Stretch every part of the body before launching into a workout. Do 100 sit-ups every morning to get six-pack abs in six weeks. Drink a bottle of water every mile during a marathon.
Scientists are increasingly finding that many of the “common truths” we hold about exercise and the human body are in fact pretty inaccurate. Static stretching actually tends to weaken muscles (at least pre-workout); sit-ups place undue strain on the spine; and over-hydration can lead to dangerous consequences. It’s these myths and more that Gretchen Reynolds aims to bust in her book “The First 20 Minutes” and her e-book “The First 20 Minutes Personal Trainer.”
A former competitive runner and cyclist, Reynolds runs The New York Times' Phys Ed column, where she writes about the latest findings in exercise science. In her books, she takes a broader look at the importance of being physically active, and why even a few short walks every day can make a huge difference in our long-term health and happiness.
Greatist caught up with Reynolds to discuss workouts that don’t involve running, why exercise doesn’t always lead to weight loss, and what it really means to be physically fit in today’s society.
Gretchen Reynolds Interview
What prompted you to write these books in the first place?

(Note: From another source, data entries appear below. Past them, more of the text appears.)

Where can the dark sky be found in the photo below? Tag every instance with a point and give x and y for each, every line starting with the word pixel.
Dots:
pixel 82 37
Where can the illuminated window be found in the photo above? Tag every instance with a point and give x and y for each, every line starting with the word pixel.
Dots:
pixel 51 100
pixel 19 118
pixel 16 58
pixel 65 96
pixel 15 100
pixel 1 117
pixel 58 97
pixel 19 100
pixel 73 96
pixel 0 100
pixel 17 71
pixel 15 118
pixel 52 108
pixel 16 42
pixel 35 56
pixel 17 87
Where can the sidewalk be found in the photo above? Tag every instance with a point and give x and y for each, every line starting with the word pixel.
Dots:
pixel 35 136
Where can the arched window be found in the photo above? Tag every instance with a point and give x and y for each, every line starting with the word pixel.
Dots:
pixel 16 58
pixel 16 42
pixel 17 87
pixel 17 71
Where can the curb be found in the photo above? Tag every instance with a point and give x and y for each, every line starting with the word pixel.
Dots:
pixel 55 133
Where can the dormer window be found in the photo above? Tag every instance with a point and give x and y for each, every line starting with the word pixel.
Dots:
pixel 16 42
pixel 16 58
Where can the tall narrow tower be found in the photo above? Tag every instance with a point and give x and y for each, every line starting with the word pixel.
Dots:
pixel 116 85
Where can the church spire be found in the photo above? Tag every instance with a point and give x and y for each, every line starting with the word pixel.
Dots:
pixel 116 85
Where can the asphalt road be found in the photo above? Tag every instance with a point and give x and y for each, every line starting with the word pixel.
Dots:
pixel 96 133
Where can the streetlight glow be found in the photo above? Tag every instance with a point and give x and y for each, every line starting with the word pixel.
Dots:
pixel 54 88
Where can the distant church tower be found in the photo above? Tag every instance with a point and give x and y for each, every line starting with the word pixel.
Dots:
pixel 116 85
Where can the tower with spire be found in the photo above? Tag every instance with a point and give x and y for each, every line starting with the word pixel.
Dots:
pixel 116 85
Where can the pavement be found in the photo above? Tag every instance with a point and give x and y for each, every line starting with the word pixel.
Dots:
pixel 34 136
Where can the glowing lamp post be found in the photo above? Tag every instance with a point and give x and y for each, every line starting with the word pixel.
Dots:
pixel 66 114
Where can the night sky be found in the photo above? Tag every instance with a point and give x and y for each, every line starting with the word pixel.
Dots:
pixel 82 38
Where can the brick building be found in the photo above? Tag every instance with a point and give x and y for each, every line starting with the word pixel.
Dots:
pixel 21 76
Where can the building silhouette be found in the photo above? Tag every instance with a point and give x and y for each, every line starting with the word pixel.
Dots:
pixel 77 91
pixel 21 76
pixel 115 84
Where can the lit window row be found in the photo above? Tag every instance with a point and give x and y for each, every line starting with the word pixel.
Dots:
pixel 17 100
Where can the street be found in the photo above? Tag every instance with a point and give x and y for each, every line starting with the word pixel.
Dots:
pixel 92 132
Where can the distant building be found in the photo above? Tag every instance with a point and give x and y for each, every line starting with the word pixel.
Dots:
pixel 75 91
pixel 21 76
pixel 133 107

What I really wanted to do with the book and also the e-book is look at the broader topic of what we know and don’t know about the human body and how to make it work well. Selfishly, I’m very interested in topics like whether exercise will keep you from developing dementia. I didn’t want to do a book or a column just for competitive athletes. All of us need to be moving and it’s about why we need to be moving and how we can do it well and effectively.
There are so many myths in this book that you bust. Is there one you think is the most prevalent?

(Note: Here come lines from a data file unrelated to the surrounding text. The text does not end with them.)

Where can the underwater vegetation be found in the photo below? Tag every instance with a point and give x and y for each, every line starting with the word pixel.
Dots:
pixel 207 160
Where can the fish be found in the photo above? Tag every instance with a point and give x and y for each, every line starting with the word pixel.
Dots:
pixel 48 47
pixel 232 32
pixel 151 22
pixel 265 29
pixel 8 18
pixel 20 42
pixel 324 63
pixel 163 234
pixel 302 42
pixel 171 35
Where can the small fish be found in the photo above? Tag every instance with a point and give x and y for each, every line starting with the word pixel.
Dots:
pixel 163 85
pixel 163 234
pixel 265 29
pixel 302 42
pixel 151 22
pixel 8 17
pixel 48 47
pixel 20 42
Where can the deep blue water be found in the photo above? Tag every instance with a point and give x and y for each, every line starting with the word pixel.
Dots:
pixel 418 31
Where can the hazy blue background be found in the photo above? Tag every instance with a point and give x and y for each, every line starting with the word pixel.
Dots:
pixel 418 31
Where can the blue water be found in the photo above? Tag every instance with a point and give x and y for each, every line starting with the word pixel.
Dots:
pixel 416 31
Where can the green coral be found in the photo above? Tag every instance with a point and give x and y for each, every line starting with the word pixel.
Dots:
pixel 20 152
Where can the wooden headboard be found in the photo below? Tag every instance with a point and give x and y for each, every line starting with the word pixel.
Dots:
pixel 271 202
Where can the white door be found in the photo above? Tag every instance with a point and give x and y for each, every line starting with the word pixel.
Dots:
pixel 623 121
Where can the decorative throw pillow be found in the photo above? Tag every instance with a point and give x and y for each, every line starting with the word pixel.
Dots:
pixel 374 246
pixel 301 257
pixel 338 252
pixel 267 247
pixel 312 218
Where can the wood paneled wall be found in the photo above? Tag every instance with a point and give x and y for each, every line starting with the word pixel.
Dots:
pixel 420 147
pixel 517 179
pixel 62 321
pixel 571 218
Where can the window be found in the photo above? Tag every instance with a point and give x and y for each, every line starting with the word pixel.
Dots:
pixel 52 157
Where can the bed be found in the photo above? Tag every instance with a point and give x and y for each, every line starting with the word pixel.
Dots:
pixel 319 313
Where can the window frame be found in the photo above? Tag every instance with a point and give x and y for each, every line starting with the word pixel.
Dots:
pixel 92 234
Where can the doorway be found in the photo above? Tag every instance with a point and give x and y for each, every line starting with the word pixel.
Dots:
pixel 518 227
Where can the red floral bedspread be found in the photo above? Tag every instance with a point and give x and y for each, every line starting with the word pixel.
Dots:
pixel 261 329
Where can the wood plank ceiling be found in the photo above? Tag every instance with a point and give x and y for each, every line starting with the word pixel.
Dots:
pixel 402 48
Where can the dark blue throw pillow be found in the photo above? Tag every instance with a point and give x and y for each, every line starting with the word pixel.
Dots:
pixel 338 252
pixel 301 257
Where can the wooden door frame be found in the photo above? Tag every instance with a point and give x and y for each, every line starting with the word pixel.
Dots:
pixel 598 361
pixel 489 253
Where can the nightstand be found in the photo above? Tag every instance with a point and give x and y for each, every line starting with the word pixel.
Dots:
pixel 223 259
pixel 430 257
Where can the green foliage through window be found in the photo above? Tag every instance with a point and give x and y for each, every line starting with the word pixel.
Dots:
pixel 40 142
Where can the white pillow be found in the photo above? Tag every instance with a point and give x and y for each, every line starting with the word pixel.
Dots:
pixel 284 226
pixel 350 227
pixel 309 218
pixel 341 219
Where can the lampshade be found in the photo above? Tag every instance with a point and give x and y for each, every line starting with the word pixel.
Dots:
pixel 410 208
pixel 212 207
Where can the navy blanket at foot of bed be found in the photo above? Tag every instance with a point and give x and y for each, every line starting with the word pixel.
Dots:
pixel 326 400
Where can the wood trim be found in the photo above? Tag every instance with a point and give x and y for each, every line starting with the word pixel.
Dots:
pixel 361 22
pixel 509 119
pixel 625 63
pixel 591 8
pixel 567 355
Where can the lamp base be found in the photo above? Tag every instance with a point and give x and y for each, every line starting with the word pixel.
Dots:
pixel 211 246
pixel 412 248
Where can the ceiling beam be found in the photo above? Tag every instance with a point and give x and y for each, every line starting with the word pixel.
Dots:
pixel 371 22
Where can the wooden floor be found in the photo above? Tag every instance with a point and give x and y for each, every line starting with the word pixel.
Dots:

Stretching. The evidence is really persuasive that [stretching] does make muscles less strong, less ready for exercise. It doesn’t mean never stretch; it also doesn’t mean that if you love stretching you have to quit. What it means is science shows that it might not be preparing you well for exercise. People get really mad at me; I get hate mail about stretching. And one of the things that the scientists showed is that when you randomly assign people to not stretch, if they firmly believe that stretching is important, they will usually report that they have gotten very sore or have gotten injured, whether doctors can confirm that or not.

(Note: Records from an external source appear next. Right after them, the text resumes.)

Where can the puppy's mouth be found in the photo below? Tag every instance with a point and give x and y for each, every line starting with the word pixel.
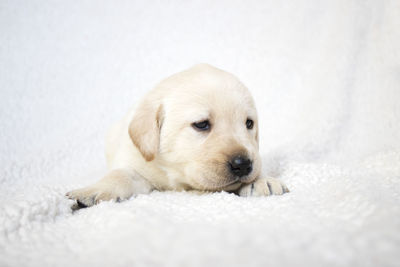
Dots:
pixel 229 186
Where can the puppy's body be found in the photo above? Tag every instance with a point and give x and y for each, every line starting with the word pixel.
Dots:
pixel 196 130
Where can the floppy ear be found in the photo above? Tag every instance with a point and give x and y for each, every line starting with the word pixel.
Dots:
pixel 144 128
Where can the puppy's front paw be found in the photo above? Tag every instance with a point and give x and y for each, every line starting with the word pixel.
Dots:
pixel 264 187
pixel 91 195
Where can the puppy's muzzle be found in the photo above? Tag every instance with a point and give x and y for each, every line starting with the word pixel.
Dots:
pixel 240 166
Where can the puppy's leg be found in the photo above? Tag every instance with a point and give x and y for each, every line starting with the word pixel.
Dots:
pixel 118 184
pixel 263 187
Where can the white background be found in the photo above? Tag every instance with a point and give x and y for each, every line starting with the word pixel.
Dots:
pixel 326 80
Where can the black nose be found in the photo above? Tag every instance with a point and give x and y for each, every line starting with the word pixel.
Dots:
pixel 240 166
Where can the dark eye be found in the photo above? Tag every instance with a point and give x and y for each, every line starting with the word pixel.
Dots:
pixel 202 125
pixel 249 124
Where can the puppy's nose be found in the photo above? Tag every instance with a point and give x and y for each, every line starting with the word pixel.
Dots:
pixel 240 166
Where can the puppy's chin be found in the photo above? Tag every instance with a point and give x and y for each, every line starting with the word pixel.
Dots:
pixel 221 184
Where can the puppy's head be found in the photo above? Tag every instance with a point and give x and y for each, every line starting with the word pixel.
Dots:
pixel 201 127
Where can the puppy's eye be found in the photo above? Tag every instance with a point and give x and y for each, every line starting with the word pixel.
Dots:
pixel 202 125
pixel 249 124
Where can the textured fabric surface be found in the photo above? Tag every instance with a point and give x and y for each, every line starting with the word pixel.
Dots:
pixel 325 77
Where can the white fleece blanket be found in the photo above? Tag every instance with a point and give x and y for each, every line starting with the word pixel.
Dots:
pixel 326 79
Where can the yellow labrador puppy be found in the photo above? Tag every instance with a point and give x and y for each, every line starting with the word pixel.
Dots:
pixel 196 130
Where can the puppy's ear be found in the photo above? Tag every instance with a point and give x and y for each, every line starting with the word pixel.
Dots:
pixel 144 128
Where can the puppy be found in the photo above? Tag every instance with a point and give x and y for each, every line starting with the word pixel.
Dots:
pixel 196 130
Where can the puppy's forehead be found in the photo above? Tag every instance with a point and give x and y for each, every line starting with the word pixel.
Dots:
pixel 204 91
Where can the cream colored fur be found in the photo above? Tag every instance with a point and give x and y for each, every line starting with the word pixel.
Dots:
pixel 155 146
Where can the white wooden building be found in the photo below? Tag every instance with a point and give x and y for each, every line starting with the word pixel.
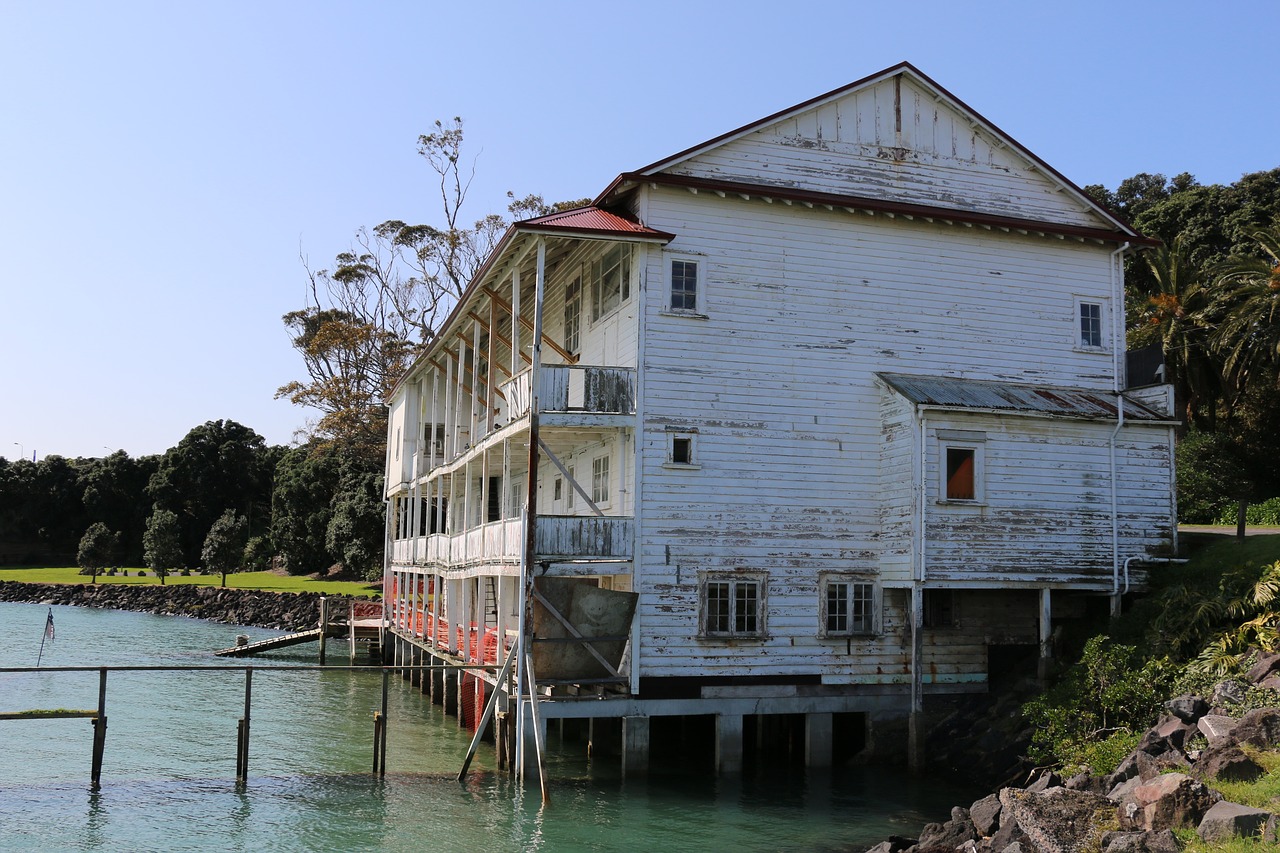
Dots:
pixel 839 397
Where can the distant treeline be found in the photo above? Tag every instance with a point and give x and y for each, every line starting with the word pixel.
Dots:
pixel 305 507
pixel 1210 299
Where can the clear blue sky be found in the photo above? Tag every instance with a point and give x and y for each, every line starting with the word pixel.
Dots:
pixel 163 164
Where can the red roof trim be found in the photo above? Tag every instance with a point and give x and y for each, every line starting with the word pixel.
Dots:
pixel 883 206
pixel 890 72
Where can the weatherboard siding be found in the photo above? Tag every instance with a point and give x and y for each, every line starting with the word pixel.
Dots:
pixel 855 145
pixel 803 465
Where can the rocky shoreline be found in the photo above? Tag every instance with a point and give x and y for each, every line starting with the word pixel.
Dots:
pixel 1165 784
pixel 278 611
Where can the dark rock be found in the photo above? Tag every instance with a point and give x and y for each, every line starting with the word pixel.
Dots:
pixel 1228 820
pixel 1056 820
pixel 1258 728
pixel 1161 842
pixel 986 815
pixel 1266 664
pixel 1215 728
pixel 1229 693
pixel 1228 763
pixel 1173 801
pixel 951 834
pixel 1187 707
pixel 1045 780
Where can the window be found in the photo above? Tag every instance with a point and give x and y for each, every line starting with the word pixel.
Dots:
pixel 1091 325
pixel 684 284
pixel 940 609
pixel 732 606
pixel 960 473
pixel 600 479
pixel 680 450
pixel 848 606
pixel 611 281
pixel 574 315
pixel 961 465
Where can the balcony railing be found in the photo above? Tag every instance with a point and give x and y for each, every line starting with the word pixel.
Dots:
pixel 558 537
pixel 561 388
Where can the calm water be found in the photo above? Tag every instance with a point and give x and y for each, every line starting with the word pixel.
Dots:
pixel 168 779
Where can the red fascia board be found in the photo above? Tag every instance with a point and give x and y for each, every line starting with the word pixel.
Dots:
pixel 882 206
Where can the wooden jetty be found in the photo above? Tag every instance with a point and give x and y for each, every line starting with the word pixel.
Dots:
pixel 364 624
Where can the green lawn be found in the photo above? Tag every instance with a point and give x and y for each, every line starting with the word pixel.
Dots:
pixel 266 580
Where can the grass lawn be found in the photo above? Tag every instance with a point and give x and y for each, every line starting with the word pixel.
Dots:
pixel 266 580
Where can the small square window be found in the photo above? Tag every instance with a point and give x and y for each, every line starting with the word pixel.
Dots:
pixel 600 479
pixel 684 284
pixel 961 473
pixel 848 606
pixel 681 450
pixel 732 607
pixel 940 610
pixel 1091 325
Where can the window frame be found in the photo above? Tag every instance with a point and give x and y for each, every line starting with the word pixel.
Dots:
pixel 600 482
pixel 1104 341
pixel 572 331
pixel 872 621
pixel 673 437
pixel 602 302
pixel 969 441
pixel 732 582
pixel 699 292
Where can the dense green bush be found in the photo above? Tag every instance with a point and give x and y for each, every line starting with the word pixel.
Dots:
pixel 1256 514
pixel 1100 706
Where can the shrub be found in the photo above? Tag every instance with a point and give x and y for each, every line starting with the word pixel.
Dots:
pixel 1100 705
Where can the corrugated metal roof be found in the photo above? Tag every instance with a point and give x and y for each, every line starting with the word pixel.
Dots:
pixel 974 393
pixel 592 220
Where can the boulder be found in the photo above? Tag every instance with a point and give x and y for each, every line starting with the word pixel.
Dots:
pixel 1052 821
pixel 1161 842
pixel 949 835
pixel 1229 763
pixel 1187 707
pixel 1215 728
pixel 1258 728
pixel 1266 664
pixel 1229 693
pixel 1224 821
pixel 1173 801
pixel 984 815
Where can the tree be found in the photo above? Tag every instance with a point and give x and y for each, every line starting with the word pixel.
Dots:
pixel 306 480
pixel 356 527
pixel 96 548
pixel 1173 316
pixel 161 544
pixel 1247 308
pixel 216 465
pixel 224 546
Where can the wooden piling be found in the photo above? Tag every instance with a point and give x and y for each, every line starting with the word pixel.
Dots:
pixel 95 772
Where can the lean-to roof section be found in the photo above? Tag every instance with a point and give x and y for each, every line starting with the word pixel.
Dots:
pixel 891 138
pixel 512 249
pixel 972 395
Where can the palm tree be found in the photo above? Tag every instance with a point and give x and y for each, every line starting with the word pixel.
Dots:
pixel 1173 315
pixel 1247 308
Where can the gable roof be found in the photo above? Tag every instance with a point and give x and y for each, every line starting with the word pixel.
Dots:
pixel 1091 219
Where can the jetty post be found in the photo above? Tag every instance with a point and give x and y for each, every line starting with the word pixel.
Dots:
pixel 95 772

Do you think the idea that being "healthy" means exercising all the time intimidates people into not even starting?
Virtually all the exercise scientists that I talk to, I frequently ask: Why do you think most people in America don’t actually exercise at all? And many of them say one of the biggest problems is people hate the word “exercise.” They perceive it as something that they have to do in chunks of hard running.
There is a recent attempt to tell people you don’t have to do it in one chunk — you don’t have to run. That’s another thing a lot of people almost immediately think, that exercise means they have to train for a marathon. Gardening is a perfect physical activity; walking obviously is something almost everyone can do and the human body is very, very good at it. There is almost no evidence that we need to do exercise in a long chunk to get benefits, and in fact there’s very good evidence that walking three times a day is probably healthier than walking once. You get better control of blood sugar, better control of blood pressure, and you tend to actually lose [more weight].
What does it mean to just “listen to your body?”
The human body is actually really well-tuned to be healthy if we leave it alone, which we don’t. Thirst is a beautifully tuned mechanism to make sure you stay hydrated. If you actually pay attention to when you’re thirsty and not thirsty you will generally be almost certainly hydrated. So listen to your body. The same is true with things like movement. The problem is by the time you’re 35 years old and overweight and have thrown many of the physiological systems out of whack, you can’t listen to your body.
In the book you present compelling evidence for why exercise doesn’t always lead to weight loss, even though that's a key motivator for lots of people. How long do you think it’s going to take for this research to become common knowledge?
People start exercising and do not immediately — or even for a longer term — lose the weight they expect, so they quit exercising. So, it is important to somehow get the message out that if you do not control your eating habits, if you do not cut calories, exercise almost never leads to weight loss by itself. And that’s especially true for women. It’s really unfair. But exercising does seem to stimulate the appetite more in women than it does in men. It’s not uncommon at all for women who join marathon-training groups to gain weight. And that can be really discouraging. What is important to understand is if you are taking in fewer calories than you are burning you will lose weight. And once you’ve reached the weight you want to maintain, exercise has been shown to be the best way to maintain a reasonable weight. It does help your body essentially reset its sense of how much you should weigh and it stops producing as many appetite hormones.
How do you define the terms “health” and “fitness”?
The medical definition would be you’re healthy if you don’t have diabetes or dementia or heart disease. I think "health" needs to be defined a little more broadly in terms of being able to do the things you want to be able to do. What you get from exercising, however you define that, is the ability to have a fully functional life. You can walk wherever you need to walk, you can pick up your laundry when you need to, you can lift your children if they’re still small enough. And you do not have the major diseases of modern Western life; you don’t have diabetes, heart disease, or dementia.